BATANG, KANALPLUS.ID – Pemerintah Kabupaten Batang masih menghadapi tantangan besar dalam memperbaiki jaringan irigasi yang menopang sektor pertanian. Setiap tahun, kebutuhan rehabilitasi mencapai sekitar 1.000 hektare jaringan irigasi, namun kemampuan anggaran daerah baru mampu menangani sekitar 500 hektare.
Kepala Bidang Pengairan DPUPR Kabupaten Batang Muhammad Luthfi mengatakan keterbatasan anggaran membuat perbaikan jaringan irigasi harus dilakukan secara bertahap.
“Kalau idealnya sekitar 1.000 hektare per tahun yang diperbaiki. Namun dengan kemampuan anggaran yang ada, rata-rata baru sekitar 500 hektare,” kata Luthfi di kantornya, Selasa (28/7/2026).
Untuk mempercepat rehabilitasi, Pemkab Batang mengajukan dukungan pendanaan kepada pemerintah pusat melalui skema Instruksi Presiden Nomor 2 Tahun 2025. Nilai usulan yang diajukan mencapai sekitar Rp55 miliar hingga Rp60 miliar untuk penanganan jaringan irigasi primer, sekunder, dan tersier.
Menurut Luthfi, hingga kini pihaknya masih menunggu tindak lanjut dari pemerintah pusat melalui Balai Besar Wilayah Sungai (BBWS) Pemali Juana.
Saat ini, Kabupaten Batang mengelola 599 daerah irigasi yang mengairi sekitar 20.329 hektare lahan pertanian. Hingga Juni 2026, sebanyak 14.295 hektare atau 70,31 persen areal irigasi telah berada dalam kondisi baik.
Tahun ini, DPUPR Batang juga mengerjakan rehabilitasi dan peningkatan jaringan di 20 lokasi yang ditargetkan memperbaiki layanan irigasi untuk sekitar 460 hektare lahan pertanian. Dengan pekerjaan tersebut, kondisi jaringan irigasi yang baik ditargetkan meningkat menjadi 72 persen pada akhir 2026.
Luthfi menjelaskan sebagian besar jaringan yang belum masuk kategori baik mengalami kerusakan sedang. Meski masih dapat mengalirkan air ke sawah, kondisi tersebut menyebabkan banyak kebocoran sehingga efisiensi distribusi air menurun.
“Rusak sedang berarti masih bisa mengalirkan air, tetapi memang kebocorannya masih cukup banyak,” ujarnya.
Selain melakukan rehabilitasi rutin, DPUPR juga menangani kerusakan akibat bencana. Dari 52 titik jaringan irigasi yang terdampak banjir, sekitar 30 bendung mengalami kerusakan dan sebagian besar telah mendapatkan penanganan darurat agar pasokan air ke lahan pertanian tetap terjaga.

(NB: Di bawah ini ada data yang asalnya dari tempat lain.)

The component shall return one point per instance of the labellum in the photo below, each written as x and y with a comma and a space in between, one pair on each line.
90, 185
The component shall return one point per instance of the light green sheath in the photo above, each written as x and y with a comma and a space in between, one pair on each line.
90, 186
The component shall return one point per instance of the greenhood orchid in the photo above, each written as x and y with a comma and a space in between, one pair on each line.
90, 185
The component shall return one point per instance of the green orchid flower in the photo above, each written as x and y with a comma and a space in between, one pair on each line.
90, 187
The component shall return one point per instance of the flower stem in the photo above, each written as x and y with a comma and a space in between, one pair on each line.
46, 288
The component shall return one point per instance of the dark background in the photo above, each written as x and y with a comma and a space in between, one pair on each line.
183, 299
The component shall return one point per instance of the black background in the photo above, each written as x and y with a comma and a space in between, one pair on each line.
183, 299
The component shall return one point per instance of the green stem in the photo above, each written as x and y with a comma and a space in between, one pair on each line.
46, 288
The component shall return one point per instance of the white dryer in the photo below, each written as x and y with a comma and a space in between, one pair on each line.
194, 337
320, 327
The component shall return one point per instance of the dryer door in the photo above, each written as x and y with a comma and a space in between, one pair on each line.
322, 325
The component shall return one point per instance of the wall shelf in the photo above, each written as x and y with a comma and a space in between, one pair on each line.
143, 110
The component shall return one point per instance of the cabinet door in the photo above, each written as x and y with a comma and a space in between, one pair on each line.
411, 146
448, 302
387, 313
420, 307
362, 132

Luthfi menilai Kabupaten Batang memiliki keuntungan karena didukung banyak sumber air. Kondisi tersebut membuat distribusi air masih dapat dialihkan ke jalur lain ketika salah satu jaringan mengalami gangguan.
“Untungnya di Batang sumber airnya banyak, sehingga ketika ada jaringan yang bocor, suplai air masih bisa dialihkan dari bendungan lainnya,” jelasnya.
Meski demikian, ia menegaskan rehabilitasi jaringan irigasi harus terus dilakukan secara berkelanjutan agar mampu menjaga produktivitas lahan pertanian sekaligus mendukung ketahanan pangan di Kabupaten Batang.